Sale del museo bajo una gabardina. Un retrato pintado sobre madera
de álamo blanco. El retrato contiene una sonrisa. La sonrisa baja escalinatas
de mármol y atraviesa puertas. Nadie detecta esa extraña silueta poliédrica.
El discretísimo ladrón deposita el botín sobre la mesa del oscuro
apartamento. Lo contempla, extasiado. Trata de interiorizar el gesto de la
mujer. Se diría que ambos se conocen desde siempre.

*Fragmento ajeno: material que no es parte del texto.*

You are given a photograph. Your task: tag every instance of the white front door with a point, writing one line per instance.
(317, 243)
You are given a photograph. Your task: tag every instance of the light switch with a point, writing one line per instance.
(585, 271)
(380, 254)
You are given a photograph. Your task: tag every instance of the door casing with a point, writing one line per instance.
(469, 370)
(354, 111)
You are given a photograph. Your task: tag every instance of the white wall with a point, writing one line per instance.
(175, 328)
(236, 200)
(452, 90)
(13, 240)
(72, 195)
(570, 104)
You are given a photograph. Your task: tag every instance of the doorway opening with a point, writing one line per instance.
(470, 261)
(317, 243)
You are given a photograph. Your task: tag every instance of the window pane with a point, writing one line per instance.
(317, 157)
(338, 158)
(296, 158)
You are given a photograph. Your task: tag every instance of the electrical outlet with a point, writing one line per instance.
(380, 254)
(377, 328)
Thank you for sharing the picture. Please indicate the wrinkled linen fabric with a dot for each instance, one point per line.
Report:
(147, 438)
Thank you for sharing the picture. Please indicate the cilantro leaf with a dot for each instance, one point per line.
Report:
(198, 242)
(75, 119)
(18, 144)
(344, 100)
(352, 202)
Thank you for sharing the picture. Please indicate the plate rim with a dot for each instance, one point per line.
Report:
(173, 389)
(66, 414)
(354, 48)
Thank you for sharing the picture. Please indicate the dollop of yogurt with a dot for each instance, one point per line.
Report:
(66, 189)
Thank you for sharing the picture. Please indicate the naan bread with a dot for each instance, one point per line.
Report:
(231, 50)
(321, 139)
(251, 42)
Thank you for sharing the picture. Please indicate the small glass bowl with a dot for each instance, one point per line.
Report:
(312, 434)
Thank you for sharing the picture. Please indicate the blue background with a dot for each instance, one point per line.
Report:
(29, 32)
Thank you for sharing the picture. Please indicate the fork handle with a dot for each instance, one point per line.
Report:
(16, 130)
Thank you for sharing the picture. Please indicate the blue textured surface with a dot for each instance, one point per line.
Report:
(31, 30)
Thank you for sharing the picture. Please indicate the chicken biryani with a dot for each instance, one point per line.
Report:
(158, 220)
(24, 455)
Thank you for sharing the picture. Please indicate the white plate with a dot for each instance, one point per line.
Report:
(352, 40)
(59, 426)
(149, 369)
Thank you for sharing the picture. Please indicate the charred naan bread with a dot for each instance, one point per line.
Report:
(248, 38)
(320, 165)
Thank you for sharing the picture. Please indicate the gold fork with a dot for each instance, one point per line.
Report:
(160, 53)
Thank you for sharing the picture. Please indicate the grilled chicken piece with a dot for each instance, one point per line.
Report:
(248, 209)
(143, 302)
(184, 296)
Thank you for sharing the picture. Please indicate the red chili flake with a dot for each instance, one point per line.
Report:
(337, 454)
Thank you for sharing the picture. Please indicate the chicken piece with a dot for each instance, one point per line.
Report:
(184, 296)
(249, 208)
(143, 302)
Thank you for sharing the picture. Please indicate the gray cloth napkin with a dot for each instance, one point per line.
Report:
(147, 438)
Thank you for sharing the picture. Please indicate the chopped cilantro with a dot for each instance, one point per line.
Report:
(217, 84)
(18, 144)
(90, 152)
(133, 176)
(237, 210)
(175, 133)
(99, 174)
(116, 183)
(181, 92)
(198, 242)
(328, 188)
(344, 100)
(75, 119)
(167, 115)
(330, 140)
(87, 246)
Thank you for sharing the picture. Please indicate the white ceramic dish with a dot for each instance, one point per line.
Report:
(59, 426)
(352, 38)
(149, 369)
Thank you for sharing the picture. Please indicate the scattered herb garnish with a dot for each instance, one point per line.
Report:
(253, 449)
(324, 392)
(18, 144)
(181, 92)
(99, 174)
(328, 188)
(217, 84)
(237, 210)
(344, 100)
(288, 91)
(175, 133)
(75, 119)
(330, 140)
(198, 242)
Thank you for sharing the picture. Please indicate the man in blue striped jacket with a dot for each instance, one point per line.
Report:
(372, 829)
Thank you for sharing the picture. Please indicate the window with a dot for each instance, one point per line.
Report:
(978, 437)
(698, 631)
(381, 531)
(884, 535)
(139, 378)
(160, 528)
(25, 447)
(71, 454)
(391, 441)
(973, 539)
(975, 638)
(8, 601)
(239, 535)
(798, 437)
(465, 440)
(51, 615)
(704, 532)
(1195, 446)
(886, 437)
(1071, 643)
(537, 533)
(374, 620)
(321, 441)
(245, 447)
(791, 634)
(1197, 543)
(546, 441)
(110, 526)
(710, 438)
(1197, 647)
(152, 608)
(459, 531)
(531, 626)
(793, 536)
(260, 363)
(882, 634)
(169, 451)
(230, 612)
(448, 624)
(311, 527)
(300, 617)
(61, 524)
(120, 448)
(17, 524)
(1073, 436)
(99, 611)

Entretanto, los falsificadores intentan colocar copias
indistinguibles a millonarios distinguidos. Los responsables se encierran para
investigar y digerir su vergüenza. Los parisinos se preguntan para qué
cerrarán la jaula una vez el pájaro ha volado. Los periodistas resoplan al
ritmo vertiginoso de sus máquinas de imprenta.
A lo largo de dos años, visitantes de todo el planeta acuden a
observar el rectángulo cuyas esquinas custodian cuatro pernos desolados. Llegan
atraídos por esa ausencia inconmensurable, por ese trozo de pared que ha dejado
de sonreír.
Mientras, el inmigrante italiano continúa deleitándose con su obra
maestra de compañía en la misma orilla del Sena donde la robó. Ignora que, al
retener el retrato de su paisana Lisa Gherardinni, transforma este pequeño
cuadro casi desconocido en un vórtice hacia el cual todos nos precipitamos
desde entonces sin remedio.
Me has recordado algo que leí hace mucho sobre que todos los grandes cuadros de los muesos eran copias, que los originales los tenían millonarios en sus mansiones y que los museos lo ocultaban para no tener problemas...
ResponderEliminarQuién sabe, ¿verdad?
Buena idea novelesca. Me imagino a todos esos millonarios encerrados en sus mansiones bajo la severa y decepcionada mirada de ese cuadro que nadie puede ver.